Primary testing endpoint

Our primary diagnostic endpoint was balanced classification accuracy (sensitivity+specificity2) for diffuse glioma IDH mutational status. The control arm was conventional first-line laboratory molecular screening testing and the experimental arm was DeepGlioma predictions. IDH-1 immunohistochemistry (IHC) for somatic mutations at residue R132H is the most common first-line molecular diagnostic screening test. Dewitt et al. performed the largest and most clinically representative analysis of IDH mutation detection via IHC and sequencing methods, and determining that IDH1-R132H IHC has balanced diagnostic accuracy of 91.4% for adult-type diffuse gliomas (see Fig. 2c for contingency tables) [33]. We used this value to set the expected accuracy for both the control and experimental arms, the equivalence limit was set to 10%, power to 90%, and alpha to 0.05%, resulting in sample size value of 135 patients. All sample size calculations were performed using the epiR package (version 2.0.46) in R (version 3.6.3).

Secondary testing endpoint

Our secondary endpoint was to achieve improved classification performance compared to our previous methods for training deep computer vision models on SRH images for multiclass classification [7, 19]. End-to-end representation learning and classification can yield patch-based classification results that approach pathologist-level performance for histologic brain tumor classifcation. However, our early experiments on molecular classification indicated that contrastive pretraining and label embedding was advantageous for multilabel classification. Therefore, as a secondary endpoint, the control arm was established by training a ResNet50 model to classify the three mutually exclusive molecular subgroups using a conventional categorical cross-entropy loss function. This is equivalent to our previous model training method with the exception of different labels [7, 19]. Our experimental arm was DeepGlioma molecular subgroup predictions. Secondary endpoint metric was overall multiclass classification accuracy (Fig. 2d).

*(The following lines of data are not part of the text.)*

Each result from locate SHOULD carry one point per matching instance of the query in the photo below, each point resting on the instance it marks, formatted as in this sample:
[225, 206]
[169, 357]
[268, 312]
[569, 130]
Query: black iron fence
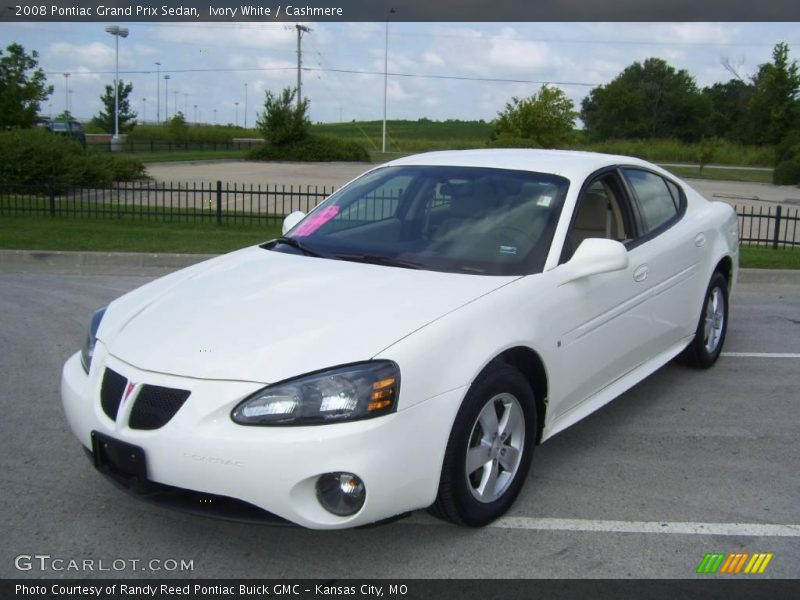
[217, 202]
[221, 203]
[774, 226]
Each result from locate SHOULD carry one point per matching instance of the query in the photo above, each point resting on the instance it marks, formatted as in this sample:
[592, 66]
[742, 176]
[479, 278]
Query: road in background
[682, 448]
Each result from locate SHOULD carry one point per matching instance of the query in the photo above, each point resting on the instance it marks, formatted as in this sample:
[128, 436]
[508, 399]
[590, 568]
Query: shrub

2.12. Computational hardware and software

All SRH images were processed using an Intel Core i76700K Skylake QuadCore 4.0 central processing unit (CPU) using our custom Python-based (version 3.8) mlins-package. We used the pydicom package (version 2.0.0) to process the SRH images from the NIO Imaging System. All archived postprocessed image patches were saved as 16-bit TIFF images and handled using the tifffile package (version 2021.1.14). All models were trained using the University of Michigan Advanced Research Computing (ARC) Armis2 high-performance computing cluster. Armis2 is a high-performance distributed computing environment that aligns with HIPAA privacy standards. Convolutional neural networks/visual encoders were trained on four NVIDIA Titan V100 graphical processing units (GPUs). Our genetic embedding model and classifiers were trained on eight NVIDIA 2080Ti GPUs. All custom code for training and inference can be found in our open-source DeepGlioma repository. Our models were implemented in PyTorch (version 1.9.0). We used the ImageNet pretrained ResNet50 model from torchvision (0.10.0). Scikit-learn (version 1.0.1) was used to compute performance metrics on model predictions at both training and inference. Additional dependencies and specifications can be found in our DeepGlioma package.

2.13. Data availability

The genomic data for training the genetic embedding model are publicly available through the above mentioned data repositories and all genomic data used is provided in Extended Data Table 2. Institutional Review Board approval was obtained from all participating institutions for SRH imaging and data collection. Restrictions apply to the availability of the raw patient imaging or genetic data, which were used with institutional permission through IRB approval for the current study, and are thus not publicly available. Please contact the corresponding authors (T.C.H. or D.A.O.) for any requests for data sharing. All requests will be evaluated based on institutional and departmental policies to determine whether the data requested is subject to intellectual property or patient privacy obligations. Data can only be shared for non-commercial academic purposes and will require a formal material transfer agreement.

2.14. Code availability

All code was implemented in Python using PyTorch as the primary deep learning package. All code and scripts to reproduce the experiments of this paper are available at GITHUB LINK HERE.

3. Extended Data

Extended Data Fig 1. Overall workflow of intraoperative SRH and DeepGlioma.

Extended Data Fig 1.

a, DeepGlioma for molecular prediction is intended for adult (≥ 18 years) patients with clinical and radiographic evidence of a diffuse glioma who are undergoing surgery for tissue diagnosis and/or tumor resection. The surgical specimen is sampled from the patient’s tumor and directly loaded into a premade, disposable microscope slide with attached coverslip. The specimen is loaded into the NIO Imaging System (Invenio Imaging, Inc., Santa Clara, CA) for rapid optical imaging. b, SRH images are acquired sequentially as strips at two Raman shifts, 2845 cm−1 and 2930 cm−1. The size and number of strips to be acquired is set by the operator who defines the desired image size. Standard images sizes range from 1–5mm2 and image acquisition time ranges from 30 seconds to 3 minutes. The strips are edge clipped, field flattened, and registered to generate whole slide SRH images. These whole slide images are then used for both DeepGlioma training and inference. Additionally, whole slide images can be colored using a custom virtual H&E colorscheme for review by the surgeon or pathologist [6]. c, For AI-based molecular diagnosis, the whole slide image is split into non-overlapping 300×300 pixel patches and each patch undergoes a feedforward pass through a previously trained network to segment the patches into tumor regions, normal brain, and nondiagnostic regions [19]. The tumor patches are then used by DeepGlioma at both training and inference to predict the molecular status of the patient’s tumor.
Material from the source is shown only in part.